UCLan academic underlines link between trust & business bottom line

UCLan journalism lecturer Dr Francois Nel has stepped onto the world stage to help answer one of the industry’s most pressing questions: Do levels of trust in journalism impact on the business bottom line?

The answer is ‘Yes’, according to François and his research partner Dr Coral Milburn-Curtis of the University of Oxford.

The duo was recently asked to take on the iconic World Press Trends report published annually since 1989 by WAN-IFRA, the World Association of Newspapers and News Publishers.

“When we were asked to take over the study, the WAN-IFRA team challenged us to deliver insights beyond the usual market trends,” recalls François, who is a Reader in Media Innovation and Entrepreneurship at UCLan.

“That’s when we decided to look at the relationship between the Edelman Trust Index and other data we had collected about news media organisations’ performance in terms of print and digital revenues, circulations, readership and more.”


Research findings

The statistical analysis was startling: there’s a very strong relationship between trust and the business bottom line.

“Our analysis shows there is a significant positive relationship between trust and digital and print audience numbers, as well as income from digital and print advertising and circulation sales.”, said François, who presented the headline findings at the 70th World News Publishers Congress in Portugal this summer.

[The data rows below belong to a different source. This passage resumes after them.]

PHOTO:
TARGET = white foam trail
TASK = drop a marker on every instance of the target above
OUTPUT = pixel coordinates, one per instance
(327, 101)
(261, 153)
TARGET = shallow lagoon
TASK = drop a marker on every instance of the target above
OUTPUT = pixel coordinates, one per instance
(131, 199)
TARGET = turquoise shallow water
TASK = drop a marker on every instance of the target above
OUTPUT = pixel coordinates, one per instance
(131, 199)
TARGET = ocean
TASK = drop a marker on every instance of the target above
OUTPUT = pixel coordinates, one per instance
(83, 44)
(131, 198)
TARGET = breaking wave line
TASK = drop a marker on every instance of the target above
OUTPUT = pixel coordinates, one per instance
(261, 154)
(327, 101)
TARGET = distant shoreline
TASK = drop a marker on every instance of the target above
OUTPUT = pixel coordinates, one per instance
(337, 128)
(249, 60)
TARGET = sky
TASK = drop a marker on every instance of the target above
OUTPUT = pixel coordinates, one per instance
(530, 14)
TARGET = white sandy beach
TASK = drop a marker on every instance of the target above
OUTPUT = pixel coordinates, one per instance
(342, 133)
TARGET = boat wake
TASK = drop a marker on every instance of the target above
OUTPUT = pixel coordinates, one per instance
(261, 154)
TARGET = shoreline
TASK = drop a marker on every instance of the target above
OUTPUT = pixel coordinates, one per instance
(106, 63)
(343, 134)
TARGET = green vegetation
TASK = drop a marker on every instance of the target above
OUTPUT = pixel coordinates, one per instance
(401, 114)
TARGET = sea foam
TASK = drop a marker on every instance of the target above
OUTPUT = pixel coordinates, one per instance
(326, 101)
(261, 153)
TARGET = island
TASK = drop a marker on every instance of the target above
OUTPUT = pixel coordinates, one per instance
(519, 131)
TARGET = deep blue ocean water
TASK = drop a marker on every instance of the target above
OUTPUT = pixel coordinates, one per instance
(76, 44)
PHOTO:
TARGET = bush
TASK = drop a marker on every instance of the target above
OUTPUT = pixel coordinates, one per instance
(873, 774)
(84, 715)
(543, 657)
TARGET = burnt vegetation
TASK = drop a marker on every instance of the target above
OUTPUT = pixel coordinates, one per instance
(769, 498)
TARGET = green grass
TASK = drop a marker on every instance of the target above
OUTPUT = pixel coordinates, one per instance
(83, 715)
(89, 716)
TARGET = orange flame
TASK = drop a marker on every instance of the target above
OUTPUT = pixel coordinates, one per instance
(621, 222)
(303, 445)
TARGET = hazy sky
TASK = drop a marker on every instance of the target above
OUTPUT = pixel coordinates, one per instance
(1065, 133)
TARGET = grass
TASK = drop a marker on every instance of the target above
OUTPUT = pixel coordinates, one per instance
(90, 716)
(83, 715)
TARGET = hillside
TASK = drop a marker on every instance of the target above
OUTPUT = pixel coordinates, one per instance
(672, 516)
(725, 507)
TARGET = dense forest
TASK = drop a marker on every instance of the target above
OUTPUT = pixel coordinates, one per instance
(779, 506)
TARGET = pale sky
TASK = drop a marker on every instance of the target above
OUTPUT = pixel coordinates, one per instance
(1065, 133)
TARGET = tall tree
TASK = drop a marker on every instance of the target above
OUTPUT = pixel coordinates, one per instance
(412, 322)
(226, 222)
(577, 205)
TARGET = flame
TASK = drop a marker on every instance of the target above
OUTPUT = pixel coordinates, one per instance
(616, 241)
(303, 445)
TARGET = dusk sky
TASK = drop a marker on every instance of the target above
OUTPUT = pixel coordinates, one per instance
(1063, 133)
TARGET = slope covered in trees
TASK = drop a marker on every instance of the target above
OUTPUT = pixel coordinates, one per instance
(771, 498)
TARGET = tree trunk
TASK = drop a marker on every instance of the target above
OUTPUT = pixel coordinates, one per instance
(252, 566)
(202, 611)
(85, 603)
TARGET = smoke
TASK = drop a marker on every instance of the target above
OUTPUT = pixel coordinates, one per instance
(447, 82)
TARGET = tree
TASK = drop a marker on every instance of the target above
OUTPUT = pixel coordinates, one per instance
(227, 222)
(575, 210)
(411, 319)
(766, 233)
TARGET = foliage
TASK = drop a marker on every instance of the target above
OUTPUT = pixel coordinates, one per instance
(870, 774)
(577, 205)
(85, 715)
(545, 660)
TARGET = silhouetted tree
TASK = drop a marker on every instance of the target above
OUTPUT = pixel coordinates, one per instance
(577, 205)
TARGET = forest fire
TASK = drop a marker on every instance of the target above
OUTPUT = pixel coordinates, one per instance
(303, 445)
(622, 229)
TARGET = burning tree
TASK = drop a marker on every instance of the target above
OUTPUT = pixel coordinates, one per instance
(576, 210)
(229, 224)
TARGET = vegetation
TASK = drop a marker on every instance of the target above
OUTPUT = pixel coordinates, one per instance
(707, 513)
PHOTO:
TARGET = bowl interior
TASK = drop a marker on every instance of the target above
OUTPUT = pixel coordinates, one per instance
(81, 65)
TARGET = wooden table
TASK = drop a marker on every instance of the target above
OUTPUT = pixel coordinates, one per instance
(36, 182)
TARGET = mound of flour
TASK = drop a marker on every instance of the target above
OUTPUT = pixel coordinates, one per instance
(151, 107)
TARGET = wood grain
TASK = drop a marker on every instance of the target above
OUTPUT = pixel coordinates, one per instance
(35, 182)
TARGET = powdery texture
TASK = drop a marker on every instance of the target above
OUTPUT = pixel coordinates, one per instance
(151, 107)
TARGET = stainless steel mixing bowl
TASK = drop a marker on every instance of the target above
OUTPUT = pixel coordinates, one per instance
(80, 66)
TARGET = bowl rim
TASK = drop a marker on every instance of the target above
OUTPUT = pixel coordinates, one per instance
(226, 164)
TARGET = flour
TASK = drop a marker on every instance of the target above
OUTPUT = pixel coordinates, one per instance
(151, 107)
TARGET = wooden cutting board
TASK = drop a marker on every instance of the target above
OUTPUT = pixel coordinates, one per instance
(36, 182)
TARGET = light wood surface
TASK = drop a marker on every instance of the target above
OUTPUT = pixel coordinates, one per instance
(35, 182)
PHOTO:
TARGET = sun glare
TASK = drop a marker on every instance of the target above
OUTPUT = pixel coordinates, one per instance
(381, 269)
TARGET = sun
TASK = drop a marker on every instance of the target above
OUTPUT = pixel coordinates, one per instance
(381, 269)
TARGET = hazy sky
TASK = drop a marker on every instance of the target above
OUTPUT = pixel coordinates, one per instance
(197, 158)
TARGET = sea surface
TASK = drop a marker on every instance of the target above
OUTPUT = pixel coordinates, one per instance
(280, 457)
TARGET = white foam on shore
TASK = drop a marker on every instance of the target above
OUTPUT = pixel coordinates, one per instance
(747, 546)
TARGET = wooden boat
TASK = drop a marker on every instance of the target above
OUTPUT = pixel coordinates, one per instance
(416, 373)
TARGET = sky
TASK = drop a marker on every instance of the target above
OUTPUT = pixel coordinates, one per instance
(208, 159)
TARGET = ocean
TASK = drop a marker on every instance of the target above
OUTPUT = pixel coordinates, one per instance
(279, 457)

Commenting on the study,  WAN-IFRA CEO Vincent Peyrègne said: “For the press, securing a trusted relationship with its audience is not only an economic imperative but also a social and democratic obligation. 

“This year’s World Press Trends analysis shows that a lack of trust can cost publishers where it hurts most – with their audiences and advertisers, therefore impacting revenues.

“And, perhaps more profoundly, it is potentially costing them a central and pivotal role in their communities and society at large.”

François is aware that these research findings invite many further questions about the nature of trust, including its relationship to truth.

“In an era of ‘fake news’, it’s obvious that being trusted doesn’t necessarily mean that you’re telling the truth. For example, lots of people trust Donald Trump, albeit that he has been found to frequently tell lies.

“I look forward to discussing this and more with third-year students who choose to take the ‘Future Media’ module, as well as those postgraduates taking ‘Journalism Innovation’ on the newly re-validated MA Journalism course.”